It will not have passed the brighter members of the congregation’s notice that Phil & I will not have the pleasure of Mr Walker’s excellent company on the TGO Challenge this year. In the past few years the blighter has lost eight stone in weight. For our American cousins, a stone is a quaint English measurement, comprising fourteen English pounds. (And that’s lbs, not £s.) Andy achieved the astonishing transformation from lard-arse to racing snake by consuming just twenty grains of rice & a small portion of lettuce, with prunes for pudding every day for three years.
To cut a long story short, the bounder now bounds up mountains, leaving Lord Elpus and I, who have perfectly honed southern-softy, couch potato physiques, floundering in his wake. Now he will be free to float along the terrifyingly vertiginous peaks whilst Phil and I will be plodding and ploughing our furrows through the gloopiest of Highland bogs known to man.
But this abandonment left our intrepid team with a problem; Neither Phil nor I are the sharpest navigators on the planet, so how were we to find our way across Scotland? Mr Walker tried to help by flogging Phil his satellite navigation device loaded with Her Majesty’s mapping. Well, it was a good idea, but as you will have gathered from Phil’s recent trip to the Pyrenees, it all came to naught. Fortunately Phil’s errant route-finding was corrected by his Brother-in-law, David, who steered our lost soul back onto the correct track.
It was all looking desperate for our duo, when all of a sudden, in one bound we were free!
CLICK TO ENLARGE EACH PIC [TOP LEFT - BROTHER DAVE, TOP RIGHT - RICHARD WHITE, BOTTOM LEFT – PHIL, THEN ME]
We are now to be joined for our first four days by Dr White of the London School of Hygiene & Tropical Medicine.
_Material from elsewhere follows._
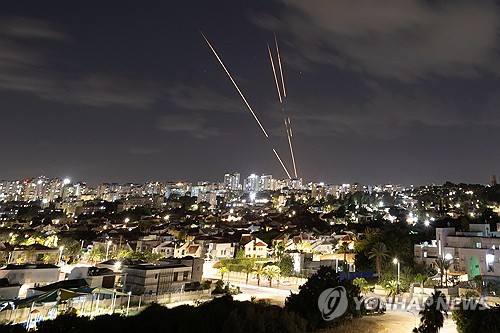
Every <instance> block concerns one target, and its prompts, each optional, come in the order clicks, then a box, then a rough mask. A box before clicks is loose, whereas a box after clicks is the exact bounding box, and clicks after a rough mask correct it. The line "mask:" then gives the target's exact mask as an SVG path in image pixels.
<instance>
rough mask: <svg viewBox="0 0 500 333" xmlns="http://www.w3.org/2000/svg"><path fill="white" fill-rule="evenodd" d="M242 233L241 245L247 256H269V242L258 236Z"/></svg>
mask: <svg viewBox="0 0 500 333" xmlns="http://www.w3.org/2000/svg"><path fill="white" fill-rule="evenodd" d="M248 236H250V235H246V234H245V235H242V236H241V241H240V245H241V246H243V250H244V253H245V254H244V255H245V257H246V258H267V256H268V253H267V252H268V251H267V243H265V242H264V241H263V240H261V239H260V238H258V237H248Z"/></svg>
Richard is a chap who knows his way around the world. Indeed, he has already successfully steered me across Scotland in 1996 and 1998 and helped out heavily for a couple of stints on my LEJOG in 2007.
We are then to be left dangerously alone to find our way across the Monadh Liath and thence to the Cheese & Wine Party, which begs the question - Will we ever make it to our own party?
Fortunately my Brother Dave then collects us at Ballater to escort us over Mount Keen to Tarfside. For the last God-knows-how-many-years Dave has lived in Yorkshire and has successfully negotiated his way over Ilkley Moor without a whippet. This is the chap who gave me one of his kidneys, and so I am sure he is only coming along to ensure that I won’t die a horrible premature death alone on some terrible Scottish Mountain, after having gone to all the bother of saving my miserable skin once already.
So there we have it. We will not be alone. Two wonderful chaps will be guiding and nudging us to our destination. If you bump into this incredible pair this year, please buy them a pint. They’ll deserve it.